Monster Beverage Corp. agreed to buy out its smaller rival Bang Energy from bankruptcy after it played a part in the demise of that company.
Monster , MNST, -1.85%, filed a bankruptcy filing with the court last week, stating that it would pay 362 million dollars for Bang’s assets. These include energy drinks, and a Phoenix, AZ facility.
Bang Energy, owned by Vital Pharmaceuticals of Florida, filed for bankruptcy in October last year after Monster sued it for false advertising, and other alleged misconduct. A California jury awarded Monster $293 millions.
Monster filed the lawsuit in 2018 because Bang Energy made misleading claims about its performance drinks’ physical and mental benefits. Reuters reported that in April, the company was ordered to cease marketing drinks containing “Super Creatine.”

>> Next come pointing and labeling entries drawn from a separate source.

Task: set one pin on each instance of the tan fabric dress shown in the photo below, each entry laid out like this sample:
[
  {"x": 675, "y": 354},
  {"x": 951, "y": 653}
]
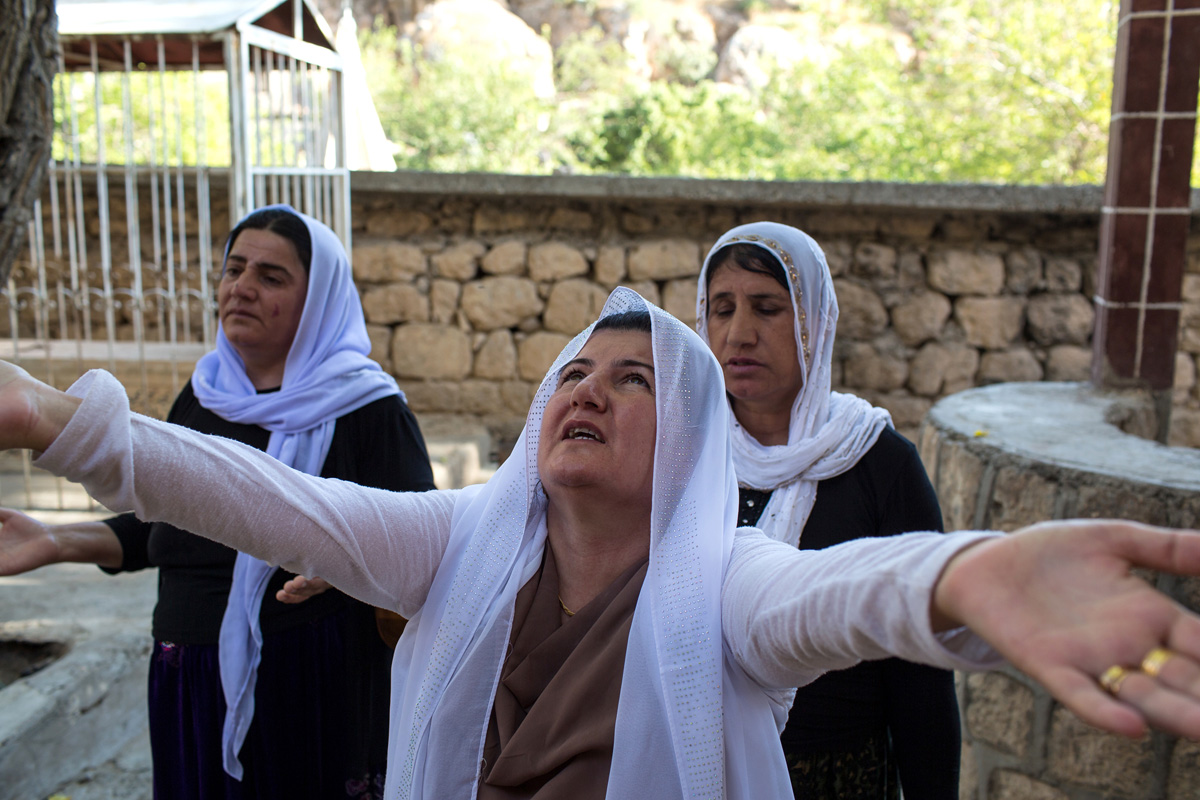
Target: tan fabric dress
[{"x": 552, "y": 726}]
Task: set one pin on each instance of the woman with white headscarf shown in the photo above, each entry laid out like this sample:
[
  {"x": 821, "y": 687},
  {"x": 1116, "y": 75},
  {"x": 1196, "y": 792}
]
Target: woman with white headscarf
[
  {"x": 610, "y": 537},
  {"x": 251, "y": 693},
  {"x": 817, "y": 468}
]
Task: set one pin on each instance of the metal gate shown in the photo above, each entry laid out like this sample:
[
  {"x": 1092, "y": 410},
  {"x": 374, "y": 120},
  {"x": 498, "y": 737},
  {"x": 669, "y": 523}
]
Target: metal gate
[{"x": 173, "y": 120}]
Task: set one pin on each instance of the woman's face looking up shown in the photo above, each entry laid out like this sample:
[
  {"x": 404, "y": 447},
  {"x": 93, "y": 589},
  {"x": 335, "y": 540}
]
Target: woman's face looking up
[
  {"x": 751, "y": 332},
  {"x": 599, "y": 425}
]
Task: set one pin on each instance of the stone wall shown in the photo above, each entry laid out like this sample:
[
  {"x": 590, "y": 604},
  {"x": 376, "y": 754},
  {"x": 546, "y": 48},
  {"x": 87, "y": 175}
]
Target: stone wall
[
  {"x": 472, "y": 283},
  {"x": 1007, "y": 456}
]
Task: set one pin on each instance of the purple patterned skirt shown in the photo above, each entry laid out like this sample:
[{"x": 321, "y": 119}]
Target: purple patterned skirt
[{"x": 321, "y": 716}]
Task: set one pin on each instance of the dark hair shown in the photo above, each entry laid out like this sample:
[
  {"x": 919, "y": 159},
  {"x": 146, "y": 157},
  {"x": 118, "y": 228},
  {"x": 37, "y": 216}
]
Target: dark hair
[
  {"x": 750, "y": 258},
  {"x": 281, "y": 222},
  {"x": 627, "y": 320}
]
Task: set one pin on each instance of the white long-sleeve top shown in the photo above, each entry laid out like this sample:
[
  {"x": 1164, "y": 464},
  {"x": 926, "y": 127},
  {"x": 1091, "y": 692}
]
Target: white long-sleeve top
[{"x": 787, "y": 614}]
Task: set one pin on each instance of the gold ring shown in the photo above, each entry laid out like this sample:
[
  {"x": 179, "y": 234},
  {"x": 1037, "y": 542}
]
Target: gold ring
[
  {"x": 1155, "y": 660},
  {"x": 1113, "y": 678}
]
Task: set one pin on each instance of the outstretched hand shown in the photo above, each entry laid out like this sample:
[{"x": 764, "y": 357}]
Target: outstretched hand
[
  {"x": 31, "y": 413},
  {"x": 1060, "y": 602},
  {"x": 24, "y": 543},
  {"x": 299, "y": 589}
]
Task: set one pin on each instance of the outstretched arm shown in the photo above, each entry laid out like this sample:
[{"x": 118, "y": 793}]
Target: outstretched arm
[
  {"x": 1060, "y": 602},
  {"x": 1057, "y": 600},
  {"x": 382, "y": 547}
]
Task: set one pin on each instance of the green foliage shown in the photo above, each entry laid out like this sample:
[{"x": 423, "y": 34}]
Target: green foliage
[
  {"x": 162, "y": 120},
  {"x": 459, "y": 112}
]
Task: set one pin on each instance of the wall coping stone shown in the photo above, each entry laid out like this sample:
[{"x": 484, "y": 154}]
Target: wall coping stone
[
  {"x": 1066, "y": 425},
  {"x": 858, "y": 194}
]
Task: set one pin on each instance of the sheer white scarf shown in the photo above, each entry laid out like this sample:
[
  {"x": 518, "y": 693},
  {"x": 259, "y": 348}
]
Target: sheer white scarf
[
  {"x": 829, "y": 431},
  {"x": 690, "y": 723},
  {"x": 328, "y": 374}
]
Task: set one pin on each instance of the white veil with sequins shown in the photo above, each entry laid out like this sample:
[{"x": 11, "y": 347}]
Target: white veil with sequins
[
  {"x": 683, "y": 699},
  {"x": 829, "y": 431}
]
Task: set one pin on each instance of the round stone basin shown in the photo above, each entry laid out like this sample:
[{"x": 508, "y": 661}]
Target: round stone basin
[{"x": 19, "y": 659}]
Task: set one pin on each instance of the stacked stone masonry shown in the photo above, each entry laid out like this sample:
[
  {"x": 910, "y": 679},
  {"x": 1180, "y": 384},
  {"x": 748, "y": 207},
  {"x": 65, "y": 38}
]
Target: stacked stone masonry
[{"x": 469, "y": 295}]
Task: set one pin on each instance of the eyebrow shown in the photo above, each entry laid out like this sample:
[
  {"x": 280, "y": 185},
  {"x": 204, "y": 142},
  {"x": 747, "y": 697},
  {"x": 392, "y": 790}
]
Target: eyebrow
[
  {"x": 759, "y": 295},
  {"x": 264, "y": 265},
  {"x": 589, "y": 362}
]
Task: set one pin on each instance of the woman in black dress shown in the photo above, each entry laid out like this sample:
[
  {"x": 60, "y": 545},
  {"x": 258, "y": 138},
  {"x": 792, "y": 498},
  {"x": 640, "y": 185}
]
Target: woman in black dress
[
  {"x": 817, "y": 468},
  {"x": 289, "y": 376}
]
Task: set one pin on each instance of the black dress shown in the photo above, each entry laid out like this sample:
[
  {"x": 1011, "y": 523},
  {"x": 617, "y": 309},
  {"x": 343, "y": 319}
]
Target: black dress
[
  {"x": 853, "y": 733},
  {"x": 322, "y": 695}
]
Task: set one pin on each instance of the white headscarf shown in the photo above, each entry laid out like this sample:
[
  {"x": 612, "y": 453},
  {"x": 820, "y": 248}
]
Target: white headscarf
[
  {"x": 328, "y": 374},
  {"x": 829, "y": 431},
  {"x": 683, "y": 704}
]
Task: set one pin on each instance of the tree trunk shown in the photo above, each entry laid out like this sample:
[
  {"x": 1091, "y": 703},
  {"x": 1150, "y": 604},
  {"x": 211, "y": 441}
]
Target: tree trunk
[{"x": 28, "y": 60}]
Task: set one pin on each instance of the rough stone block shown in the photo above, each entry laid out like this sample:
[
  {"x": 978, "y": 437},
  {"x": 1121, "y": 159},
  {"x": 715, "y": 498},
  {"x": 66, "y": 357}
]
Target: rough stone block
[
  {"x": 1060, "y": 319},
  {"x": 431, "y": 352},
  {"x": 867, "y": 368},
  {"x": 573, "y": 305},
  {"x": 538, "y": 352},
  {"x": 875, "y": 262},
  {"x": 665, "y": 259},
  {"x": 905, "y": 227},
  {"x": 679, "y": 299},
  {"x": 381, "y": 260},
  {"x": 1015, "y": 365},
  {"x": 1000, "y": 713},
  {"x": 959, "y": 474},
  {"x": 493, "y": 220},
  {"x": 648, "y": 289},
  {"x": 1068, "y": 362},
  {"x": 569, "y": 220},
  {"x": 1007, "y": 785},
  {"x": 921, "y": 318},
  {"x": 1020, "y": 498},
  {"x": 1024, "y": 270},
  {"x": 1085, "y": 756},
  {"x": 497, "y": 356},
  {"x": 990, "y": 323},
  {"x": 433, "y": 396},
  {"x": 942, "y": 370},
  {"x": 505, "y": 258},
  {"x": 839, "y": 256},
  {"x": 1185, "y": 377},
  {"x": 959, "y": 272},
  {"x": 397, "y": 302},
  {"x": 862, "y": 314},
  {"x": 381, "y": 346},
  {"x": 397, "y": 222},
  {"x": 1183, "y": 779},
  {"x": 479, "y": 397},
  {"x": 1063, "y": 275},
  {"x": 1185, "y": 427},
  {"x": 444, "y": 300},
  {"x": 928, "y": 441},
  {"x": 556, "y": 260},
  {"x": 610, "y": 266},
  {"x": 969, "y": 779},
  {"x": 1192, "y": 287},
  {"x": 499, "y": 301},
  {"x": 843, "y": 223},
  {"x": 517, "y": 396},
  {"x": 460, "y": 262}
]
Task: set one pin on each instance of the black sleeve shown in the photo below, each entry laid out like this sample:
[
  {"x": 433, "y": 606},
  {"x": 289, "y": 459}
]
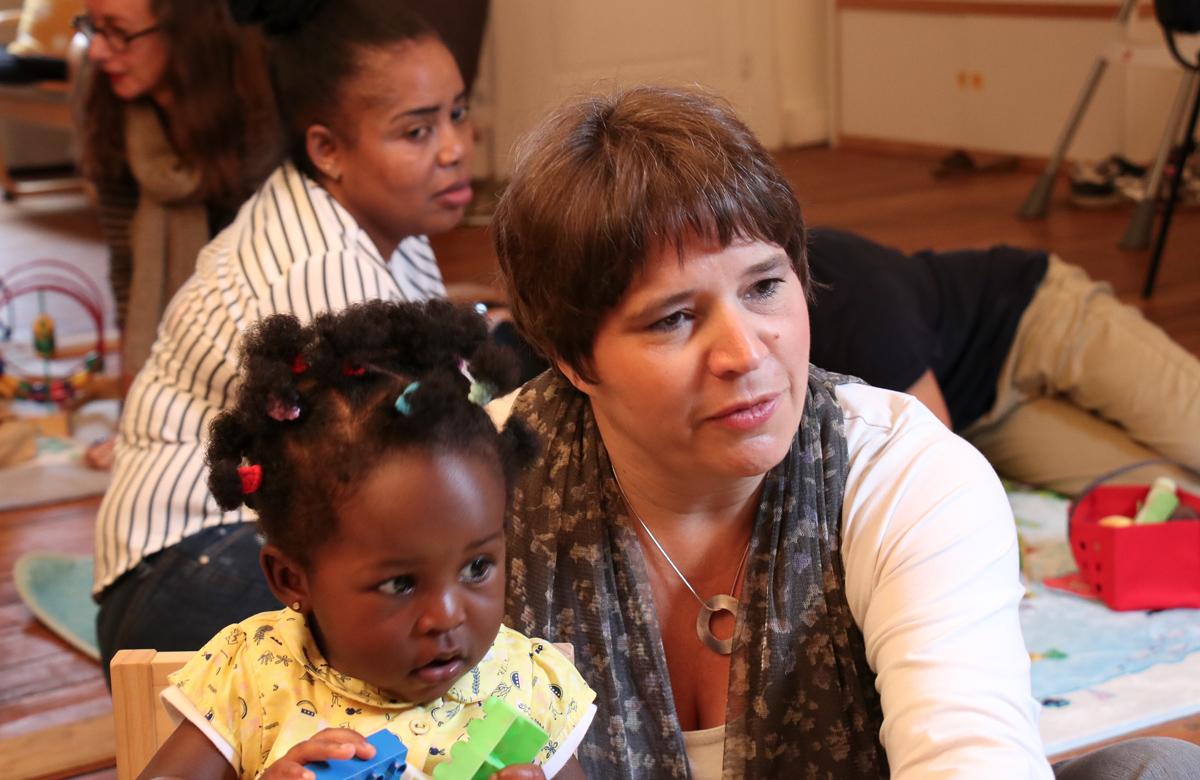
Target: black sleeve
[{"x": 873, "y": 328}]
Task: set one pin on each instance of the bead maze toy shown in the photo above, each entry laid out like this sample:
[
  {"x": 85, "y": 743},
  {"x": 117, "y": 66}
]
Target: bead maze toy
[
  {"x": 388, "y": 763},
  {"x": 41, "y": 277},
  {"x": 503, "y": 737}
]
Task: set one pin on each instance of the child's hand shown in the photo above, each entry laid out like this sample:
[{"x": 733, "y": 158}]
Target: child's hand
[
  {"x": 520, "y": 772},
  {"x": 331, "y": 744}
]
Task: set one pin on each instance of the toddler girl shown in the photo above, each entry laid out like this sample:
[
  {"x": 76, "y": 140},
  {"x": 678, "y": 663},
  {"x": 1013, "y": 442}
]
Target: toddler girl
[{"x": 379, "y": 483}]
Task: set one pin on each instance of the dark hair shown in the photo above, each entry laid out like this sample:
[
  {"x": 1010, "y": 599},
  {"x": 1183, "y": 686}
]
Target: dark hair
[
  {"x": 316, "y": 411},
  {"x": 317, "y": 48},
  {"x": 610, "y": 178},
  {"x": 222, "y": 123}
]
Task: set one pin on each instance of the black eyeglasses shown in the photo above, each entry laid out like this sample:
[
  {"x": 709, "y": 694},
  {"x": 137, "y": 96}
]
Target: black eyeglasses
[{"x": 117, "y": 39}]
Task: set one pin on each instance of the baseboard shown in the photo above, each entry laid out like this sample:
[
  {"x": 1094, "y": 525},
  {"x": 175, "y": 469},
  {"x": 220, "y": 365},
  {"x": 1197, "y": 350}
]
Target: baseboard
[{"x": 935, "y": 151}]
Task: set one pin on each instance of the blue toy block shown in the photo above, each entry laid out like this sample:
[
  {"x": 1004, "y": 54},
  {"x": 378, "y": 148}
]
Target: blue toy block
[{"x": 388, "y": 762}]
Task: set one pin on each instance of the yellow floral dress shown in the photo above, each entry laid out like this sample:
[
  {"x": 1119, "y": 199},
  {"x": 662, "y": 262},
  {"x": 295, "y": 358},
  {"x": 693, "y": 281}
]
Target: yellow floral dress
[{"x": 262, "y": 685}]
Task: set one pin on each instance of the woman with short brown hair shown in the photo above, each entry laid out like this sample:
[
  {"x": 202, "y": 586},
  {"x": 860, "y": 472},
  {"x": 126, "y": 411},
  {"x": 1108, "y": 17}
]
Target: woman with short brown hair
[{"x": 766, "y": 570}]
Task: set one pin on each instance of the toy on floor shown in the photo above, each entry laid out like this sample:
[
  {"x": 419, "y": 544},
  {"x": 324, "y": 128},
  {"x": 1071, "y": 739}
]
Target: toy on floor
[
  {"x": 1161, "y": 502},
  {"x": 61, "y": 279},
  {"x": 503, "y": 737},
  {"x": 388, "y": 762}
]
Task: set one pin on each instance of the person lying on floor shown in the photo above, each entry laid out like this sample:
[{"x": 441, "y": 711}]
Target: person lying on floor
[{"x": 1038, "y": 366}]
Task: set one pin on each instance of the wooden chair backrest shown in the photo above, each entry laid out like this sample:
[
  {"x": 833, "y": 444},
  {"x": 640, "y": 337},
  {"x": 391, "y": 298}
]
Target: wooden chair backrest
[{"x": 141, "y": 721}]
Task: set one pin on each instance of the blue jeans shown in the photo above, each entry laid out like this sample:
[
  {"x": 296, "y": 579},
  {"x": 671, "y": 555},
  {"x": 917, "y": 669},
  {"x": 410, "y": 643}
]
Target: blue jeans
[
  {"x": 180, "y": 598},
  {"x": 1146, "y": 759}
]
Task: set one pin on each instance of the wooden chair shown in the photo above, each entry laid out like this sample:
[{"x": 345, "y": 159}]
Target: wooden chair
[
  {"x": 141, "y": 720},
  {"x": 42, "y": 103}
]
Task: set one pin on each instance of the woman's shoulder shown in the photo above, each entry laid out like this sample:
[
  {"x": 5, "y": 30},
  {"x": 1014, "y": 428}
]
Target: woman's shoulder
[
  {"x": 885, "y": 421},
  {"x": 895, "y": 447}
]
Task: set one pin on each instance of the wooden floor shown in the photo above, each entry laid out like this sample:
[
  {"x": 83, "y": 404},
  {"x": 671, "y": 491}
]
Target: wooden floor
[{"x": 892, "y": 199}]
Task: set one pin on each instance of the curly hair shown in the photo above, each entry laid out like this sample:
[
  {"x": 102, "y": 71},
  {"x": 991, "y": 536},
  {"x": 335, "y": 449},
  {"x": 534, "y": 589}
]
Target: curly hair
[
  {"x": 317, "y": 48},
  {"x": 317, "y": 409}
]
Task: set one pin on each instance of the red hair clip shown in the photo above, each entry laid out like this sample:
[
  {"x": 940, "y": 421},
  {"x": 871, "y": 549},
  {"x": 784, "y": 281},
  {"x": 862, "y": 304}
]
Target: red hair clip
[{"x": 251, "y": 478}]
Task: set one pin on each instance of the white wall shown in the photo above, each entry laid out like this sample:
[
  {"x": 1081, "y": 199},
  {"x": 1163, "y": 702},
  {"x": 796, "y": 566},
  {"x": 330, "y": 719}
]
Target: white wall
[
  {"x": 1001, "y": 83},
  {"x": 768, "y": 57}
]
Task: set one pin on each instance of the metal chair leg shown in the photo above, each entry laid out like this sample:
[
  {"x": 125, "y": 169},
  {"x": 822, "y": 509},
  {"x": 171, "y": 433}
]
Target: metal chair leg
[
  {"x": 1189, "y": 144},
  {"x": 1141, "y": 223}
]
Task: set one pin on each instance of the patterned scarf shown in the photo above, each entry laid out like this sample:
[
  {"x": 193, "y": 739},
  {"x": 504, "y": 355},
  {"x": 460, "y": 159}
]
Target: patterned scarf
[{"x": 802, "y": 700}]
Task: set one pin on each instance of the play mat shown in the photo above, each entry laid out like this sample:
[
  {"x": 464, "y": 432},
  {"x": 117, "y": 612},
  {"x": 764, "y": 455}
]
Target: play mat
[{"x": 1098, "y": 673}]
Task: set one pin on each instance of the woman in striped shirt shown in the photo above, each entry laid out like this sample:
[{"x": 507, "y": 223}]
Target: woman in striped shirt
[{"x": 381, "y": 151}]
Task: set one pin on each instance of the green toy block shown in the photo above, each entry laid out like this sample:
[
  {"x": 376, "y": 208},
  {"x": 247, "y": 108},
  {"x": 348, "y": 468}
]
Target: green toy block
[
  {"x": 501, "y": 738},
  {"x": 1161, "y": 502}
]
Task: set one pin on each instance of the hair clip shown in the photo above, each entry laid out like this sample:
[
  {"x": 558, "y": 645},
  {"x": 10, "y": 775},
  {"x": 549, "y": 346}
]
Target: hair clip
[
  {"x": 481, "y": 393},
  {"x": 402, "y": 403},
  {"x": 251, "y": 478},
  {"x": 276, "y": 411}
]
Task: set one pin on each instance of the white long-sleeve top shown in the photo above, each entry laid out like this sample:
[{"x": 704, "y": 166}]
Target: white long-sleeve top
[
  {"x": 929, "y": 549},
  {"x": 930, "y": 555}
]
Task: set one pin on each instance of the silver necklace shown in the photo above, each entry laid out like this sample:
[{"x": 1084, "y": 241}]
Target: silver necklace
[{"x": 720, "y": 603}]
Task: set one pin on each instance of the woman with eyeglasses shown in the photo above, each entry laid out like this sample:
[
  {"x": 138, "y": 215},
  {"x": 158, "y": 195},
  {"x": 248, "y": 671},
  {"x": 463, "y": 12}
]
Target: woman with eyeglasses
[
  {"x": 178, "y": 129},
  {"x": 379, "y": 154}
]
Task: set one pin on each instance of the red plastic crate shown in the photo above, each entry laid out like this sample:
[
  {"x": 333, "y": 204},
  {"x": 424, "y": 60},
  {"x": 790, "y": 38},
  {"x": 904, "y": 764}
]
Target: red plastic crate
[{"x": 1153, "y": 567}]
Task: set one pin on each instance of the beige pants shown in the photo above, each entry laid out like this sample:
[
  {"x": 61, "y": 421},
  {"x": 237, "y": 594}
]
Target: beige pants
[{"x": 1090, "y": 385}]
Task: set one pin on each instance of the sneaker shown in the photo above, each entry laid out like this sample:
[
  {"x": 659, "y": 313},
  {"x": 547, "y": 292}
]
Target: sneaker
[{"x": 1102, "y": 185}]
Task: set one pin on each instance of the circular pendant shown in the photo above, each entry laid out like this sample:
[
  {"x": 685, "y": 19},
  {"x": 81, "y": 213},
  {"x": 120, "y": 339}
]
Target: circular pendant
[{"x": 720, "y": 603}]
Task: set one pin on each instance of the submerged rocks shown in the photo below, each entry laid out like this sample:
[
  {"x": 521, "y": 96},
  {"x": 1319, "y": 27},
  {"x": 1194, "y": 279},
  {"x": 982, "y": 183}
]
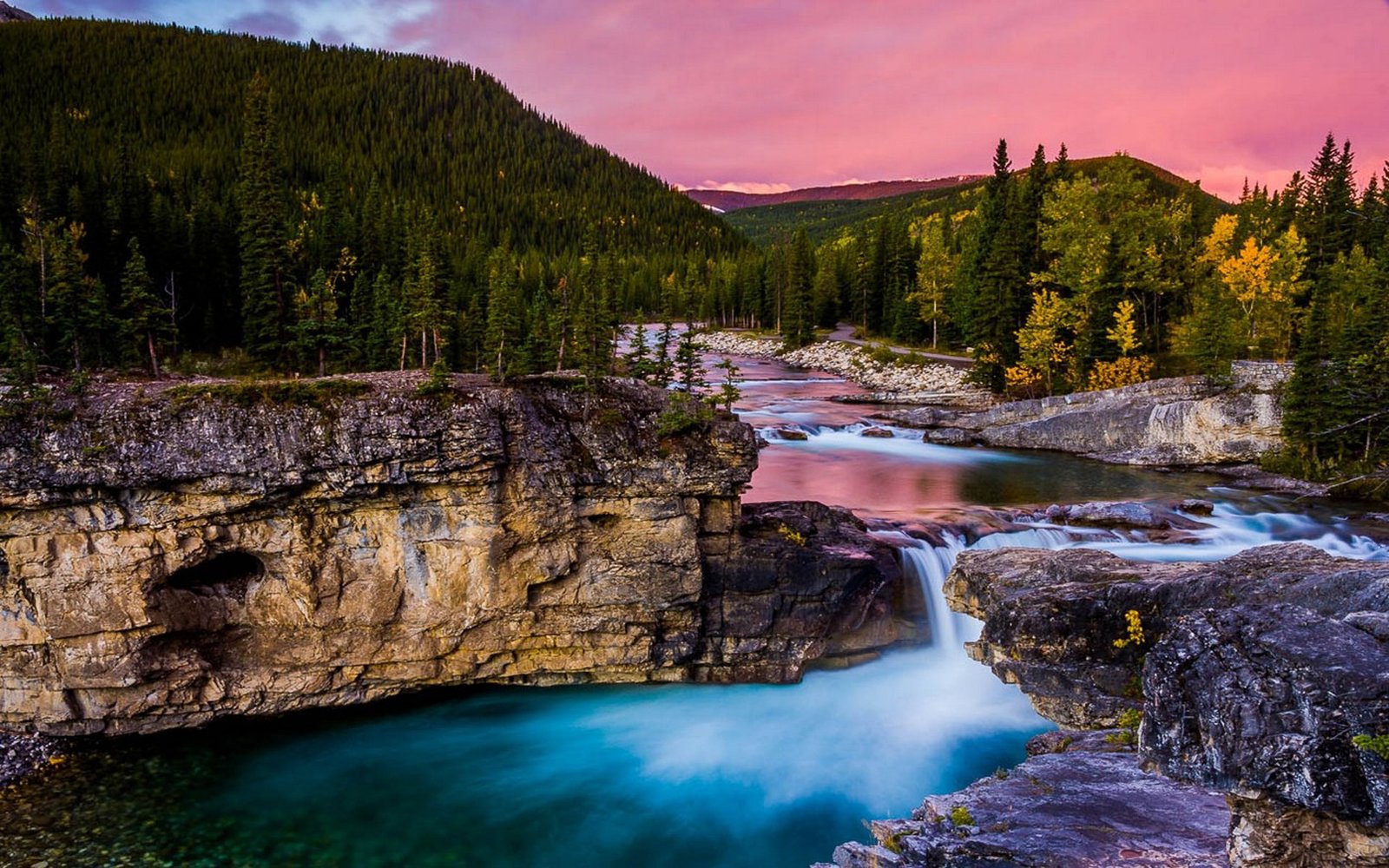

Monster argued that Bang Energy drinks did not contain Creatine – a substance that is used in workout supplements – and that “Super Creatine”, which was marketed as a health supplement, had no benefits. Bang Energy claimed that its “miracle beverage” could “reverse” mental retardation and cure neurological disorders.
The bankruptcy court must approve the deal announced on Monday.
The company stated Monday that “While Monster hopes that the transaction will go through, it is not guaranteed that it will receive Bankruptcy Court Approval.”
The deal is still pending review by the Federal Trade Commission. On June 22, the FTC sent a second letter to Bang Energy and Monster, asking for more information on the proposed acquisition.
Bang Energy, a company that has been around since 1993, develops performance drinks, supplements, and workout products such as Meltdown Quash Vooz Redline.
The company was embroiled in lawsuits including one by PepsiCo Inc. ,, over a distribution agreement that went sour. In bankruptcy documents the company listed a $115m settlement with PepsiCo as one of its large unsecured debts.
The Wall Street Journal reports that the legal battles have continued. The Wall Street Journal reported that in March, Bang Energy filed a lawsuit against its ousted CEO Jack Owoc for refusing to relinquish control of social media accounts such as Twitter, Instagram, and TikTok.
Analysts at JP Morgan estimate that if the deal goes through — and there are a lot of risks, including regulatory risks — it will add 1%-2% to earnings per share.
This is assuming that Vital Pharmaceuticals can improve its margins by about 15% (earnings prior to interest and taxes).
In a note sent to clients on Friday, they said: “This is our best estimate as the structure of the transaction remains uncertain and the steep downward trend of the Bang brand continues and MNST’s ultimate plan for the assets and brand.”
The acquisition of VPX assets will also include a large and state-of-the art manufacturing facility in Arizona that could be used to manufacture some of MNST’s products.
The note asked whether Monster would continue to distribute Bang Energy Drinks or stop doing so, as well as how it would manage distribution. It could either stick with its main distributor, Coca-Cola Co. , +0.60% ,, or use an independent distributor.
NielsenIQ estimates show that sales of Bang Energy have been falling rapidly. Sales through June 17 were down 54% compared to the same period last year.
Monster has also struggled in this inflationary climate. The company , which was once a high-flying firm, announced price increases as well as a stock split.
Stocks were down 0.8% on Monday, and have gained 12% for the year. This is below the S&P500 SPX +0.12% ,, which has gained 16 %.